According to the general-major, in 2014 after the selection of the supplier country the UAVs will enter service in the armed reconnaissance units of the armed forces of Kazakhstan. "Most likely, next year they will enter service. Where there is reconnaissance, there will be UAVs," he noted.
Kazakhstan has plans to produce its own drones, and also apparently has plans to buy some small reconnaissance drones from the Russian Irkut Corporation.It's also been looking at Chinese UAVs. It's not clear from the recent news stories, but it seems likely that the Irkuts are what Maj-Gen Dzhumakeev was talking about. From the website Russian Aviation, last October:
The Kazakh Ministry of Defense (MoD) will purchase 10 Irkut-10 unmanned reconnaissance aircraft systems (UAS) from Irkut Corporation, Lenta.ru reports.
The first four UASs will be delivered in 2012. The cost of the vehicles has not been unveiled. According to the president of Yak Alacon, Alexander Toporov, besides Irkut-10 UAVs, Kazakhstan may also purchase a large batch of Irkut-3 UAVs...
Irkut-10 is intended for day-and-night surveillance and reconnaissance.

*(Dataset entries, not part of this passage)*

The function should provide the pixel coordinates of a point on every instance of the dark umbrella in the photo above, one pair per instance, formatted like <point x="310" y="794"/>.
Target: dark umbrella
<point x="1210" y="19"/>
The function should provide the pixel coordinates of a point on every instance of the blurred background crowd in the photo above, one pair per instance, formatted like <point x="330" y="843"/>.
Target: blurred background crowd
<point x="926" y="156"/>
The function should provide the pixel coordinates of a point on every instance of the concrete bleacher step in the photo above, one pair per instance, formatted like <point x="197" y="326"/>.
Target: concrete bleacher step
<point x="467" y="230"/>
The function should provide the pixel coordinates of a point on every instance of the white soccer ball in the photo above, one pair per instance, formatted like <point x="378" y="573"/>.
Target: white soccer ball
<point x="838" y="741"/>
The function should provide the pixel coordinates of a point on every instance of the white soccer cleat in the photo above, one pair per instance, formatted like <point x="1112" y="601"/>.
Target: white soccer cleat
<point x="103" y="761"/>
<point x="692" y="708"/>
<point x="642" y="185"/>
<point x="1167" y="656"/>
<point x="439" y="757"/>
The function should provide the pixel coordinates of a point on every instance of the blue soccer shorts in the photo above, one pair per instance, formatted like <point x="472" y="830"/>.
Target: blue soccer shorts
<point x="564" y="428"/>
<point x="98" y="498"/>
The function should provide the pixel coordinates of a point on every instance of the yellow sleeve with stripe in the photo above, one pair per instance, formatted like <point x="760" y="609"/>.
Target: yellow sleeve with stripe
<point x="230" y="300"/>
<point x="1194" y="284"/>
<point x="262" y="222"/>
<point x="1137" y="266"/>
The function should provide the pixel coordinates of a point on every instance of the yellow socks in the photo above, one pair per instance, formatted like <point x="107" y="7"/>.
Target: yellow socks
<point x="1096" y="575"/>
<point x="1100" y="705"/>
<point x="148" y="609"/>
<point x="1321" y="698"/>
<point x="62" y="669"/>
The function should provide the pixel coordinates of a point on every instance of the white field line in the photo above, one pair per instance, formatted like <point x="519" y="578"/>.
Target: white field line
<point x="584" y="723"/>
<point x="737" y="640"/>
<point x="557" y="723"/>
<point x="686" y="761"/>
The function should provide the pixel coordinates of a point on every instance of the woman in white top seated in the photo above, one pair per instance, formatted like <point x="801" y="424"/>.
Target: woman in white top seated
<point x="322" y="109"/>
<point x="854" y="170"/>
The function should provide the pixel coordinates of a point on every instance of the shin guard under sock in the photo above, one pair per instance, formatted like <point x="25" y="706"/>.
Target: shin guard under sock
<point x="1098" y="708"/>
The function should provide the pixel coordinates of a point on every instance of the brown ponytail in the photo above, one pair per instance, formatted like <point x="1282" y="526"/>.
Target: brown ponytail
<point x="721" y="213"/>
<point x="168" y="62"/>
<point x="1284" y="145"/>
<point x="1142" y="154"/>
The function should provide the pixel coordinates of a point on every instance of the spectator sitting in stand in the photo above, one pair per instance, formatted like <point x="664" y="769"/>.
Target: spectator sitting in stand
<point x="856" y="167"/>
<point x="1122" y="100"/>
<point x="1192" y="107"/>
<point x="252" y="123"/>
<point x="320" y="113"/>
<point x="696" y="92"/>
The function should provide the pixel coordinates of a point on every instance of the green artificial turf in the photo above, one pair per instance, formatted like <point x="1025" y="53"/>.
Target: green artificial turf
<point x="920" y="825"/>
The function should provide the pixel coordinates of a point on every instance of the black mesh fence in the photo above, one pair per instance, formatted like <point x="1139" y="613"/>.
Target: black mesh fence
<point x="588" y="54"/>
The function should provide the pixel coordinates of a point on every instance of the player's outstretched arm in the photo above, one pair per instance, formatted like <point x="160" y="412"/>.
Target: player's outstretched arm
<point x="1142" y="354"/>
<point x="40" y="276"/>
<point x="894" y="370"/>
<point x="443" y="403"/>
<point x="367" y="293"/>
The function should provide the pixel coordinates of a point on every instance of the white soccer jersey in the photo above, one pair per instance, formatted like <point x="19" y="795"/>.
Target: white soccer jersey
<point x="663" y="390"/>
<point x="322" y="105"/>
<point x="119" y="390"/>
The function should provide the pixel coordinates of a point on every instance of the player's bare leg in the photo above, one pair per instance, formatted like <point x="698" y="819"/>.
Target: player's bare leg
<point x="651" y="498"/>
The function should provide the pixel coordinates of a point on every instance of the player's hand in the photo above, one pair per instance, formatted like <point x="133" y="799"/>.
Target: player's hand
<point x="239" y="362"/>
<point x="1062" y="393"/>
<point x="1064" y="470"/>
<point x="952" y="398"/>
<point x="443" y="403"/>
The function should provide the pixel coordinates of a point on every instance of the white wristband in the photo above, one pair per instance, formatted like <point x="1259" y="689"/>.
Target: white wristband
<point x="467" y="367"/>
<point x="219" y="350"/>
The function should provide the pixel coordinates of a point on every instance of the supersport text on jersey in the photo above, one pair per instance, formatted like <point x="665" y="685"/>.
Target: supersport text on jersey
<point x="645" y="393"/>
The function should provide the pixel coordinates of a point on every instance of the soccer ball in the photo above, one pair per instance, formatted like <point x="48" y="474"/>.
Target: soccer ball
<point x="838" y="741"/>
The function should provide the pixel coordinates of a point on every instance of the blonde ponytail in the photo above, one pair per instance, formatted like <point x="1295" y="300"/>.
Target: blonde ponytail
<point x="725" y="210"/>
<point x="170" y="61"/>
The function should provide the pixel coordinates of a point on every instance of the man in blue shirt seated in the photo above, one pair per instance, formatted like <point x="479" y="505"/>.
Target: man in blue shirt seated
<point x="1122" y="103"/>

Each Irkut-10 unmanned aircraft system includes 2 UAVs and ground control and maintenance facilities. Each UAV has a maximum endurance of 2 hours and a radius of 70 km. UAV’s maximum speed is 120 km/h. The vehicle’s wing span is 2 m, maximum takeoff weight is 8.5 kg (including maximum payload of 1.5 kg).
Irkut-3 UAS is also formed by two UAVs and control and maintenance facilities. This UAV is relatively compact: it has a wing span of 2 m and takeoff weight of only 3 kg. Its radius is 15 km and its endurance is 75 minutes. The vehicle’s maximum speed is 90 km/h.
Certainly, their origin in Irkutsk would seem to bode well for cold-weather capability. These sorts of small reconnaissance drones are pretty de rigeur for militaries these days; indeed, the remarkable thing is that it seems to have taken this long for Kazakhstan to get them into service.